Tom et Evelyn sont-ils prêts à prendre les armes pour se défendre ? Certes, Evelyn attend un heureux événement mais sa future progéniture se regimbe contre sa maternelle. C'est probablement la séquence la plus traumatisante et probablement à l'origine de la censure du film dans plusieurs pays. Narciso Ibanez Serrador nous conte alors une étrange histoire de contamination.

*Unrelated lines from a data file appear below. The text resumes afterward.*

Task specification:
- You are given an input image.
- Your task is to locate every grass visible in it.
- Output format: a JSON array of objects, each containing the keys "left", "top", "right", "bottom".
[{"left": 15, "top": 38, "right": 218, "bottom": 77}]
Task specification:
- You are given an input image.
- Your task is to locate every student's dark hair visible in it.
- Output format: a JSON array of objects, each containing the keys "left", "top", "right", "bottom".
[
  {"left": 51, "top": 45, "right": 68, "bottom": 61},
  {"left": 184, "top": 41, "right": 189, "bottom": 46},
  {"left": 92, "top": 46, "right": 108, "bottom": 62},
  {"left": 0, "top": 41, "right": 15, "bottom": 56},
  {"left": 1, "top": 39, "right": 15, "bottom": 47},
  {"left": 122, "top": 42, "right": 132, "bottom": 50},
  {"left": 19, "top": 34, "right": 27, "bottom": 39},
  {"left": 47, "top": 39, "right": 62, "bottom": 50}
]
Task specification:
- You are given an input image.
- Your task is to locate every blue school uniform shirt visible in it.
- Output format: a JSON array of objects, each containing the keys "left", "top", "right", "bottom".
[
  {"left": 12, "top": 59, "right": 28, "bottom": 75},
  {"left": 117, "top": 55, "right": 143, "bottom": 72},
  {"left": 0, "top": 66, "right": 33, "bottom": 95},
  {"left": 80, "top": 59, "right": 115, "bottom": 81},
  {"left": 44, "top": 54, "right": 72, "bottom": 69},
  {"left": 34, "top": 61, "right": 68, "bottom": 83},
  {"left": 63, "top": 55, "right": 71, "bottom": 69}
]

Ici point de virus mais une nouvelle forme de communication délétère. D'un simple regard comminatoire, les enfants transmettent leur psychopathie naissante à d'autres bambins d'infortune. Encore une fois, tous les adultes sont massacrés, exterminés et néantisés sans sommation. Via Les Révoltés de l'An 2000, Narciso Ibanez Serrador bouscule et admoneste les conventions habituelles. Iconoclaste, le réalisateur signe une pellicule ensanglantée, parfois assez gore et brutale, qui décontenancera les esprits les moins aguerris. Surtout, le film s'inscrit dans cette colère sociale et culturelle en pleine expansion au milieu des années 1970. Certains fans du long-métrage y voient une allégorie sur l'avènement de l'enfant-roi qui se révolte contre la fin du Patriarcat.
Cet hédonisme meurtrier signe le glas de la société de naguère et doit se répandre dans le monde entier. Inexorablement. Tel est le message, en filigrane, déployé par un Narciso Ibanez Serrador dépité par la nouvelle génération à venir, celle qui doit anéantir l'éducation parentale et mettre un terme à une société en pleine déliquescence. Certes, le film n'est plus forcément cet uppercut du passé, mais son propos reste d'une étonnante actualité.